Line se réveille la première. Qu’est-ce qui la gêne contre sa cuisse ? Elle y porte la main et sourit en reconnaissant la forme de la queue de Luc dure comme un morceau de bois. Comment ils appellent ça les garçons ? Ah oui ! Un matin triomphant. Elle s’amuse à manipuler le barreau. Luc grogne se tourne sur le dos facilitant la caresse. Au bout de quelques instants, la jeune fille fronce les sourcils. Ce n’est ni dans la main ni dans la bouche qu’elle veut recevoir l’engin mâle. Hier sa chatte a été brimée. Les divers exercices buccaux, si passionnants qu’ils aient pu être, ne l’ont pas assouvie. Après son initiation récente par le même Luc, les sucettes sont insuffisantes pour la satisfaire, elle souhaite, non, elle veut que la hampe qu’elle masturbe, la remplisse. Déjà elle sent la rosée sourdre de son vagin anticipant le plaisir attendu. Sans lâcher son trophée, elle se positionne au-dessus du garçon.

— Que… qu’est-ce que tu fais ? interroge celui-ci à moitié endormi.

— Chut ! Laisse-toi faire… Aaah ! soupire-t-elle lorsque le gland force le passage et s’engage dans sa grotte intime.
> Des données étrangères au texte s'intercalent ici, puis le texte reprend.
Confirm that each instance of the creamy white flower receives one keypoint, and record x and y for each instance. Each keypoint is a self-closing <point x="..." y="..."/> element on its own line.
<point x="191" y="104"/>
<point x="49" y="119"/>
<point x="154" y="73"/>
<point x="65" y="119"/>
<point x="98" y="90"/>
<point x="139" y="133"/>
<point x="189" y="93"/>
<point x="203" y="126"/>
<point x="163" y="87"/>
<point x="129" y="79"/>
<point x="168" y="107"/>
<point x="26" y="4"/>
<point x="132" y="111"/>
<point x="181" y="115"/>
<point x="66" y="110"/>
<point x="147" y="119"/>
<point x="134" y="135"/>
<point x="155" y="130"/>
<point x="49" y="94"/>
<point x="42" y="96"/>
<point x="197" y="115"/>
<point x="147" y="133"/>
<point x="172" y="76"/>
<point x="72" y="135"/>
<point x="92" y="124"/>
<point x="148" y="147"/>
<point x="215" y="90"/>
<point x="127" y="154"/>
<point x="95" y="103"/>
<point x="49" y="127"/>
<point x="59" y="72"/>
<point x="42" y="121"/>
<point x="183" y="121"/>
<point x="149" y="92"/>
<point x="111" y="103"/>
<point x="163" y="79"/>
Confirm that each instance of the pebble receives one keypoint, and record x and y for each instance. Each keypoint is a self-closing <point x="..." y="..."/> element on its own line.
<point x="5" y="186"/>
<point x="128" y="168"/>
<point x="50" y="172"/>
Luc, maintenant bien réveillé, maintient la jeune fille par les hanches, puis soupèse les seins de ses paumes en coupoles. Elle monte et descend lentement sur le sceptre de chair, savourant chaque millimètre de pénétration. Leurs mouvements réveillent Marc qui sourit. Quoi de mieux qu’une bonne baise pour débuter la journée ? Il se tourne vers Marjorie qui dort la bouche ouverte. Il prend la main de la jeune fille et la pose sur la tige durcie de son sexe, puis s’amuse à triturer les tétins, à les faire raidir entre les doigts. La jeune fille grogne, ouvre les yeux sur le couple qui fait l’amour à ses cotés. Reconnaissant ce qu’elle tient en main elle tire sur le prépuce.

— Aaah ! gémit Marc qui l’embrasse à pleine bouche.

Il veut s’introduire entre les cuisses de Marjorie.

— Non, pas comme ça.

Prestement elle se dégage et se met à quatre pattes regardant Marc d’un air mutin.

— Comment il a dit Bernard que tu faisais avec Lucille ? En levrette ?

— Oui ma cocotte, je te montre.

Marc se place derrière la jeune fille. Il écarte de la main les lèvres intimes et introduit sa queue raidie.

— Aaah ! gémit Marjorie.

Le garçon se penche et caresse la poitrine.

— Ouii !

— C’est… c’est bo… bon ? interroge Line qui chevauche Luc.

— Aah !… tu… tu de… Aah !… devrais essa… Ouiii !… essayer, balbutie sa cousine à qui son cavalier chatouille le petit bouton.

Chacun s’enferme dans son plaisir, s’efforçant de ne pas extérioriser leur jouissance, inutile d’alerter Bernard et subir ses reproches. Line succombe la première. Elle s’affaisse sur Luc qui proche de l’éjaculation, prend la relève en jouant du bassin. Marc et Marjorie qui avaient pris du retard au début jouissent ensembles dans un concert de gémissements étouffés.


Ils mettent plus d’une minute à reprendre leur souffle. Marc sursaute.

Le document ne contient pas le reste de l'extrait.